Le Journal publiait jeudi un reportage démontrant qu’un juge avait refusé d’entendre un couple de Québec qui désirait contester sa contravention liée à un radar photo. En effet, la preuve de l’État était absolue.

De plus, les 102 817 personnes ayant contesté leur constat d’infraction depuis le début du programme de radar photo en 2009 n’ont pas réussi à être acquittées et auraient toutes été déclarées coupables.

«Ce qu’on voit dans le journal, c’est quelque chose qui enlève la confiance des citoyens dans le système de justice», a indiqué le député de la CAQ, exigeant que la ministre Stéphanie Vallée agisse rapidement.

«La ministre devrait évaluer la possibilité de contacter le juge en chef de la Cour du Québec relativement à cet agissement, a-t-il noté. Il y a une séparation des pouvoirs, mais le rôle de la ministre est de réitérer que les droits des citoyens seront respectés».
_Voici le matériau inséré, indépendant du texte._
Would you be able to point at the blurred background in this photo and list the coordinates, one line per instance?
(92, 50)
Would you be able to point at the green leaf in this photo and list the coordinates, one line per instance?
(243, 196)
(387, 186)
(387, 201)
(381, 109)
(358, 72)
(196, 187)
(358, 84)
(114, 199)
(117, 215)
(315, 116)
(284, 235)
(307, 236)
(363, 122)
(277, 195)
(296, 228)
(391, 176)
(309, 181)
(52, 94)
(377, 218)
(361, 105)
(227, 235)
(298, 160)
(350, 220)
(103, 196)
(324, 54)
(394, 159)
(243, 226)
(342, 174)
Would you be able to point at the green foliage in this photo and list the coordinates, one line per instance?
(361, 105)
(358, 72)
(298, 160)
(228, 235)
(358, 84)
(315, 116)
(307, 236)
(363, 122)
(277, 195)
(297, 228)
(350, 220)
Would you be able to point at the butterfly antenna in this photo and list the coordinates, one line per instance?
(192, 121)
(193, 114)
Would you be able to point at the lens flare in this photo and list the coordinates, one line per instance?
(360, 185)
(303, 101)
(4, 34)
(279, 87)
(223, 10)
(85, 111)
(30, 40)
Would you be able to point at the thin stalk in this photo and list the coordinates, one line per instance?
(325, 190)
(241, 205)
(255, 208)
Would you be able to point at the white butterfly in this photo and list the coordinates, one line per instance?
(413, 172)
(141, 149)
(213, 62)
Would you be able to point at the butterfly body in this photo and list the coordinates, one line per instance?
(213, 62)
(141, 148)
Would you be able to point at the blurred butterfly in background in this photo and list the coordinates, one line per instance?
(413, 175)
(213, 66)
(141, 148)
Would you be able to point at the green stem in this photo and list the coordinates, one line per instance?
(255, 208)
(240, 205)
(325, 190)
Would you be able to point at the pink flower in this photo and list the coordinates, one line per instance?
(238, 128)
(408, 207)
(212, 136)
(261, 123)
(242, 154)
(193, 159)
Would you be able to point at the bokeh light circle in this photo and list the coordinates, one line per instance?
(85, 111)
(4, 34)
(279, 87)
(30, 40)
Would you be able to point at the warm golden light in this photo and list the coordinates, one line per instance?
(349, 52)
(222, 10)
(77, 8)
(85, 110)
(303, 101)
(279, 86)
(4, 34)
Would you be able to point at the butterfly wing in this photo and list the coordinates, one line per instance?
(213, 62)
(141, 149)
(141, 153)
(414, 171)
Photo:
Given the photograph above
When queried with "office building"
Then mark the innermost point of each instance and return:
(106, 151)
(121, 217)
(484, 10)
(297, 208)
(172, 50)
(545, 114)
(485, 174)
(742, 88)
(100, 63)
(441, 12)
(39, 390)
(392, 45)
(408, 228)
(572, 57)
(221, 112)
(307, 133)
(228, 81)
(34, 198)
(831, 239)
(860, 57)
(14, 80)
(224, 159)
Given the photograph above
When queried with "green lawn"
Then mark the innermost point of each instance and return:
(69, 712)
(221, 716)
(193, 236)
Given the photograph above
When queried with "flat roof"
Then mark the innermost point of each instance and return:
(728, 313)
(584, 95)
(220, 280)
Puis, il a souhaité que les démarches judiciaires soient tournées vers les citoyens. «Ce n’est pas acceptable qu’un juge refuse d’entendre un citoyen», a insisté M. Jolin-Barrette.

Le droit de « se défendre »

Selon M. Jolin-Barrette, le juge a commis une faute qui ne doit plus se reproduire.

«Tous les Québécois qui sont accusés d’une infraction pénale ont le droit de présenter une défense devant le tribunal», a-t-il dit.